# taz.de -- PeterLichts neues Pop-Album: Offensive ins Private
       
       > Angela Merkel ist eine melancholische Galionsfigur, der Kapitalismus
       > macht weiter und die Liebe gewährt nur Rettung auf Zeit: PeterLicht
       > präsentiert auf "Melancholie und Gesellschaft" federleichtesten Pop.
       
 (IMG) Bild: Szene aus PeterLichts "Sonnendeck"
       
       Sag doch einfach mal Nein. Oder besser: Sing es. "Neinnein, neinnein,
       na-ein, nei-ein." Das wärs doch: sich verabschieden, ausklinken,
       aussteigen. Über Verpflichtungen lachen, Forderungen fallen lassen, einfach
       mal weg sein. Ein Traum. Für den man nicht mal eine einsame Insel braucht.

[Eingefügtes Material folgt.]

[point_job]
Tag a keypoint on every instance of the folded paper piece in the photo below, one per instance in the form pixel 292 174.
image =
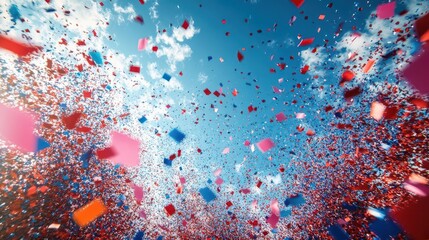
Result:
pixel 90 212
pixel 265 145
pixel 417 72
pixel 123 150
pixel 421 27
pixel 142 44
pixel 337 232
pixel 280 117
pixel 207 194
pixel 377 110
pixel 96 57
pixel 297 3
pixel 166 77
pixel 386 10
pixel 16 47
pixel 17 127
pixel 414 218
pixel 177 135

       Ein kleines Wörtchen reicht: Nein.
       
       PeterLicht hats getan. Er hat einen Song geschrieben für die
       Möchtegern-Neinsager. Ein Song mit einem leicht zu merkenden Refrain, einem
       beständig wiederholten "Nein". Das Beste aber: Es funktioniert, dieses
       Mantra der Negation. Der Verzicht auf Teilhabe, er lässt sich ersatzweise
       auch summen. Mit dieser Turbomeditation für verhinderte Verweigerer
       beginnt, nicht ganz zufällig natürlich, das neue Album von PeterLicht.
       
       Es ist sein viertes, heißt "Melancholie und Gesellschaft", und auf ihm geht
       es ziemlich genau darum, was im Titel versprochen wird. Oder wie der
       Künstler im Gespräch ausführt: "Was produziert denn diese Gesellschaft? Der
       Kapitalismus? Traurigkeit und Melancholie." Vertont habe er
       konsequenterweise doch nur "all die Möglichkeiten, sein Leben zu verpassen:
       die Melancholie einer Aldi-Filiale, die Melancholie des Stellenmarkts in
       der Süddeutschen Zeitung, die Melancholie eines Solariums".
       
       Ein Solarium? Melancholisch? Tatsächlich, meint der Künstler, wenn man mal
       ein wenig länger darüber nachdenkt: "Ein Solarium ist ein stiller Ort, ein
       Ort der Sehnsucht, ein Paradiesort, an dem man sein Glück sucht. So ein
       Solarium soll ja auch ein Jungbrunnen sein." Um zu wissen, wie traurig ein
       Besuch auf der Sonnenbank stimmen kann, muss man nicht selbst dort gewesen
       sein. PeterLicht jedenfalls war noch nie im Solarium, sagt er. Man glaubt
       es ihm sofort, so blass, wie er aussieht.
       
       Mehr aber sei nicht verraten über diesen Mann, der vermutlich in Köln
       wohnhaft ist, seinen bürgerlichen Namen geheim hält und immer noch nicht
       sein Gesicht zeigen mag in der Öffentlichkeit, weil er findet, dass
       biografische Angaben mehr verschleiern als enthüllen. "Es geht um
       Wahrhaftigkeit", sagt er, "aber wer seine Adresse, Telefonnummer und DNA
       rausgibt, der ist doch nicht automatisch authentischer."
       
       Von dieser anonymen Position aus beschenkt uns PeterLicht nun schon seit
       Jahren mit der federleichtesten Popmusik. Und mit dem unhaltbaren
       Versprechen, dass vielleicht ja doch womöglich und unter Umständen
       irgendwann mal alles schöner und tatsächlich strahlend werden möge. "Das
       Sehnen nach einer besseren Welt, das Verhältnis zwischen Utopie und
       Melancholie, das interessiert mich", sagt PeterLicht.
       
       Einer der wichtigsten Schritte auf dem Weg in eine bessere Welt wäre
       bekanntlich die Abschaffung der herrschenden Gesellschaftsordnung. So also
       sang PeterLicht vor zwei Jahren die "Lieder vom Ende des Kapitalismus".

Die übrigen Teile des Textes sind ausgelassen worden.